「新型コロナを克服するために支援をくださった大韓民国のすべての国民の皆様に感謝の挨拶をします」
一見すれば、ハングルを覚えたばかりの子供が書いた文のように見える。一文字一文字に真心がいっぱい込められていることが分かる。下手な字と綴字法で手紙を書いた主人公は、エチオピアの韓国戦争参戦勇士会のメレセ・テセマ会長(90)だ。メレセ会長は、ハングルの日を二日後に控えた7日、ハングルで書かれた手紙を写真で撮って、ソーシャルネットワークサービス(SNS)のアカウントを通じて慶尚北道漆谷(キョンサンブクド・チルゴク)に伝えた。漆谷郡は韓国戦争当時の最大激戦だった多富洞(タブドン)の戦いが行われたところだ。エチオピア兵士たちはこの戦いで、多くの犠牲を払わなければならなかった。
漆谷郡は、エチオピアの参戦勇士たちが新型コロナウイルス感染症(新型コロナ)に苦しんでいるというニュースを聞いて、4月に「6037キャンペーン」を行った。「6037」とは、韓国戦争に参加したエチオピア兵士の数を意味する。漆谷だけでなく、全国各地でキャンペーンに参加したことで、目標だったマスクの5倍の3万枚が集まった。漆谷郡は、このマスクと防疫物品を、6月に在エチオピア大使館に伝えた。メレセ会長は、防疫物品を伝えた大韓民国の国民に感謝の気持ちを伝えるために、直接ハングルで手紙を書いた。
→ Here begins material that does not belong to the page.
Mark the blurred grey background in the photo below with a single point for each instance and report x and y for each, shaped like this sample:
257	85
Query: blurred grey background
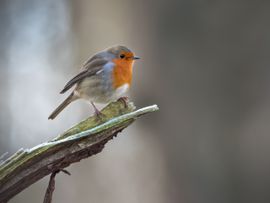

彼が生まれて初めて、ハングルで手紙を書いたのにはそれなりの理由がある。エチオピアは、アムハラ語と英語を公用語として使う。韓国に数回訪問して韓国人参戦勇士たちとの出会いを持ったが言葉と文が互いに通じなかった。自分の真心を韓国人の参戦勇士たちにも伝えたくて、直接ハングルで手手紙を書いたのだ。
メレセ会長は英語で手紙を作成後、エチオピア現地で活動している韓国人ボランティアに翻訳を依頼した。まるで絵を描くように紙に映し書きして、手紙を完成した。メレセ会長は、「ハングルの形が規則的で体系的なので、映し書きは難しくなかった。韓国ほどハングルを愛するような気がする」と話した。白善基(ぺクソンギ)漆谷郡守は、「ハングルの日を控えて、ハングルで書かれた手紙を受けることになり、なおさら意義深い。エチオピアをはじめとするすべての参戦勇士の犠牲と献身を称えることに引き続き携わりたい」と話した。